95% of AI projects fail. Here’s how to land in the 5% - and still do work that feels human

Omri Pick

September 4, 2025

In the past year, we’ve heard a consistent ask from clients:
Can we deliver this faster? - maybe with AI?

For CMOs, it’s about hitting launch dates.
For Heads of Product, it’s about de-risking the roadmap.
For research teams, it’s about scaling capacity without losing confidence.

The pressure to integrate AI is real - but unless it’s done carefully, it risks undermining the very trust and insight you’re trying to build. And while AI can augment tasks across the board - from research to design delivery - it’s easy to get caught up in the hype and lose the integrity of the work.

A recent MIT study puts this into stark perspective. It found that 95% of AI projects are failing to generate meaningful business value, largely because they’re poorly integrated and misaligned with real human workflows. Only 5% succeed, and they do so by staying focused, behaviourally aware, and strategically grounded.

What’s going wrong, and why it matters

The MIT research draws on hundreds of deployments and executive interviews. The big takeaway? Many organisations chase shiny AI projects like chatbots, dashboards, or sales automation layers that rarely survive past the pilot stage.

The real wins come from embedding AI where it fits naturally, by streamlining manual tasks, accelerating early analysis, and supporting human judgment rather than trying to replace it.

Smaller, nimble agencies are leading the charge - not because they have more AI capability, but because they have better integration, clearer workflows, and faster learning loops.

What Behavjor is seeing (and doing)

At Behavjor, we see the same challenge across sectors:

  • Pressure to deliver quickly, without compromising quality
  • Curiosity about AI’s role in design and research
  • Concern about losing the behavioural depth that makes work meaningful

Our view? AI has a place - but only when it serves the process, not disrupts it.

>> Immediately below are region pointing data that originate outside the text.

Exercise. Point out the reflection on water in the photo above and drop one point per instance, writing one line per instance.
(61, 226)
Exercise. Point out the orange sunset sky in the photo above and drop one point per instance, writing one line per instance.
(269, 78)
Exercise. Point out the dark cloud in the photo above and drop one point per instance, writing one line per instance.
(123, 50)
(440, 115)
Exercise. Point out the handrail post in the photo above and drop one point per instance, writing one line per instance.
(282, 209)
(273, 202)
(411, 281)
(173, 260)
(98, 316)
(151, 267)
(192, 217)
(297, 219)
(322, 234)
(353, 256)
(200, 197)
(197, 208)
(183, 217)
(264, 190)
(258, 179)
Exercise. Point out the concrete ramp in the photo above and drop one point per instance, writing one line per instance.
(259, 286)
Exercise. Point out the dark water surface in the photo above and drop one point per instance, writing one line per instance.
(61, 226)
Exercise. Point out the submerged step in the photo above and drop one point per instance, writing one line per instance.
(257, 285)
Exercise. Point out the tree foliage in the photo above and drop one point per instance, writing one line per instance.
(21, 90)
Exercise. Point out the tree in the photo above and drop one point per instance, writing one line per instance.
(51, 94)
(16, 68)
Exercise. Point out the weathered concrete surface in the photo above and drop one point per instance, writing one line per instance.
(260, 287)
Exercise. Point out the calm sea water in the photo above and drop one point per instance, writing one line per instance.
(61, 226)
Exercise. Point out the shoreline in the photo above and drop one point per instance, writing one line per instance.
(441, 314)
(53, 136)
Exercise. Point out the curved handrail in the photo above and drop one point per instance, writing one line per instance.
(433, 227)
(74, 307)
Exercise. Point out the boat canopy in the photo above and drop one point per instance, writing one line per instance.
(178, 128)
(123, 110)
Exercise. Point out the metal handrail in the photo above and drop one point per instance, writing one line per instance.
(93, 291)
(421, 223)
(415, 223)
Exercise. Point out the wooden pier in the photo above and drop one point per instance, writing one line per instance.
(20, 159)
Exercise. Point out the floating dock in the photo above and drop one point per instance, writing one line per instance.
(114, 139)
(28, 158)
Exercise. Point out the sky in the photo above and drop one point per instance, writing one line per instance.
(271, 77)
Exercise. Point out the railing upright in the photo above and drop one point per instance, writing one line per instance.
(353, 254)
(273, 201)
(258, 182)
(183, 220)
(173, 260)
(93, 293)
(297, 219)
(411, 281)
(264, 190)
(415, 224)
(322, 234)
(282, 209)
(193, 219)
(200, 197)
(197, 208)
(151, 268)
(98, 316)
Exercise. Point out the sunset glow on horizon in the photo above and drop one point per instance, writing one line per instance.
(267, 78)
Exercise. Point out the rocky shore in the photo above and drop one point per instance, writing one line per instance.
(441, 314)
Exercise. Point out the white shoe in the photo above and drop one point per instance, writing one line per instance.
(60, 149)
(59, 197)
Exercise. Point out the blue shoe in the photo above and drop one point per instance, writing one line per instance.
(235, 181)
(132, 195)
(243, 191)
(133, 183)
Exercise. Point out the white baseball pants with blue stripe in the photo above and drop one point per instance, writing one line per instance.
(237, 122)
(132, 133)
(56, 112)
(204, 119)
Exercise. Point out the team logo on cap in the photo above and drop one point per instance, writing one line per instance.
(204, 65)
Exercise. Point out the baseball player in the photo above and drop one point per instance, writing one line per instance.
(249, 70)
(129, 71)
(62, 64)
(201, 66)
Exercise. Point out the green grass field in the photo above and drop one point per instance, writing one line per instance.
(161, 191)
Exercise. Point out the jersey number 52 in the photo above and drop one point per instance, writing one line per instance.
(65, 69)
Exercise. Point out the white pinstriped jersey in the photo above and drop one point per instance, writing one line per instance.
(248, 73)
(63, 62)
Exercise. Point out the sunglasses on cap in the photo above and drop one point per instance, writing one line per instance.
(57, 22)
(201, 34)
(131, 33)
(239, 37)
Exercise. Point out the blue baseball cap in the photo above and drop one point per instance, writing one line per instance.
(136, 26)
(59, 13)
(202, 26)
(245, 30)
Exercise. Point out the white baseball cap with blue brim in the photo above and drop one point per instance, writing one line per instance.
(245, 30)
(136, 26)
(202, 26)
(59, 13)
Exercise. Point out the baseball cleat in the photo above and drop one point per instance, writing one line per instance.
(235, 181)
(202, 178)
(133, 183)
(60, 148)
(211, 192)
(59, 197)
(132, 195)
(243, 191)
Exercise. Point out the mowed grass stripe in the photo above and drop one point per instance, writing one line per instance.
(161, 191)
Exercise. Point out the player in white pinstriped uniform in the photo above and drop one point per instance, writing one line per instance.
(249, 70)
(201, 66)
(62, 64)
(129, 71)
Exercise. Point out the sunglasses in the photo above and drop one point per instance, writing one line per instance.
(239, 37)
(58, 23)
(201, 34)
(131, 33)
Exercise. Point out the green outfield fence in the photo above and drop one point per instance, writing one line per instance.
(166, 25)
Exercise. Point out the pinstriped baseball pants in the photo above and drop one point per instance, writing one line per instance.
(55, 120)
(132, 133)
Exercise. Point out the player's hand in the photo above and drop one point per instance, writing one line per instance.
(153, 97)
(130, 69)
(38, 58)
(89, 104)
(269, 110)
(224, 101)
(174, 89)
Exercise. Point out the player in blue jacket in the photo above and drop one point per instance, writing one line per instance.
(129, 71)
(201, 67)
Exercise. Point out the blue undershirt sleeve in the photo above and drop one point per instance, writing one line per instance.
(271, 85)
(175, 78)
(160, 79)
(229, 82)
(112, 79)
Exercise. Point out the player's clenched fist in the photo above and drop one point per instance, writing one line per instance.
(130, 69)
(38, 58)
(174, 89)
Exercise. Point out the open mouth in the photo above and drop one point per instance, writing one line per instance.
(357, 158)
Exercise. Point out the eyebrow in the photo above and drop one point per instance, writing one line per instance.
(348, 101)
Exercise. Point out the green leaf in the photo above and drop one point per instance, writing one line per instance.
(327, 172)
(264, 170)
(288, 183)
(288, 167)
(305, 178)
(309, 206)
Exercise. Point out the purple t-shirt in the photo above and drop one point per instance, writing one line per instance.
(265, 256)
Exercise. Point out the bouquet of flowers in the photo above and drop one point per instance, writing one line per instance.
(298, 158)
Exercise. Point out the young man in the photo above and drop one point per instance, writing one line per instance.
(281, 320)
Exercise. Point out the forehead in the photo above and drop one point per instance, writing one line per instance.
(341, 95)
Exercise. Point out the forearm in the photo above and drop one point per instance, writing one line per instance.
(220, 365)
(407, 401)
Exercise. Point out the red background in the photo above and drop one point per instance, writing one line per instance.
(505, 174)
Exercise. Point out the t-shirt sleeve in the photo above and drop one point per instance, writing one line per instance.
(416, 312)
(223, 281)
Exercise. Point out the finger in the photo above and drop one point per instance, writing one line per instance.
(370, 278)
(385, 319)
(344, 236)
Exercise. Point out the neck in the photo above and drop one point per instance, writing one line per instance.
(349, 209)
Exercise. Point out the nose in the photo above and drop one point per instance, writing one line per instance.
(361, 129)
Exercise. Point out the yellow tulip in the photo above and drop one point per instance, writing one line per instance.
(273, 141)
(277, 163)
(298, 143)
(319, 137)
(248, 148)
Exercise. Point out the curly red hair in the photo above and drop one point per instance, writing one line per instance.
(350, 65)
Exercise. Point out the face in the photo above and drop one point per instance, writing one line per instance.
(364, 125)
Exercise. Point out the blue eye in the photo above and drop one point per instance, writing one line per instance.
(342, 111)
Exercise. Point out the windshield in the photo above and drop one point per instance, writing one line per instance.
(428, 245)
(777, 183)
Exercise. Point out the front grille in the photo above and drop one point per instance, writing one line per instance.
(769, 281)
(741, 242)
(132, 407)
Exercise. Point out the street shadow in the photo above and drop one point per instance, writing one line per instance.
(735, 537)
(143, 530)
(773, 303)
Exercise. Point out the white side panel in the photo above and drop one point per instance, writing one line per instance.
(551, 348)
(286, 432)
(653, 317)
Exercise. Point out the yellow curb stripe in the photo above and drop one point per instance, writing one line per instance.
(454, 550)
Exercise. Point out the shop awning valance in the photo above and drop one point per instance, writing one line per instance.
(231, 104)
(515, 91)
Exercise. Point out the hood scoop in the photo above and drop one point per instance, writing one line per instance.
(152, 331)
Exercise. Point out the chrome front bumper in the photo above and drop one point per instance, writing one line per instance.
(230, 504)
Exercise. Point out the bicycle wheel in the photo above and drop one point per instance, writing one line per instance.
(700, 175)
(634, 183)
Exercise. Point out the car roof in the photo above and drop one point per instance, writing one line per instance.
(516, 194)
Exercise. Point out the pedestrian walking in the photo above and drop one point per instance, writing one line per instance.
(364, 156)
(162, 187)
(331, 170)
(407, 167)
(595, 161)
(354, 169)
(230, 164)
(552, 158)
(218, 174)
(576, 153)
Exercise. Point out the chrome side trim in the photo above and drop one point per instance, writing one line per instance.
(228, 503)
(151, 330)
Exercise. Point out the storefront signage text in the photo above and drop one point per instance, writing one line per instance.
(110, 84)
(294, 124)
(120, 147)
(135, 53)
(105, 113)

We call this being Human-led or running an AI Augmented process. Sure we believe in taking advantage of these intelligent tools for their strengths - but all tasks and decisions must be human-led because experience matters, and the subtleties of expression and emotional context are critical to deep human insights.

Without personal empathy and emotional investment in understanding the problem space, it’s actually really difficult to be creatively inspired and deliver new and innovative solutions. This is the reason we often call this part of our process ‘immersion’ - because it’s a creative prerequisite for good ideas.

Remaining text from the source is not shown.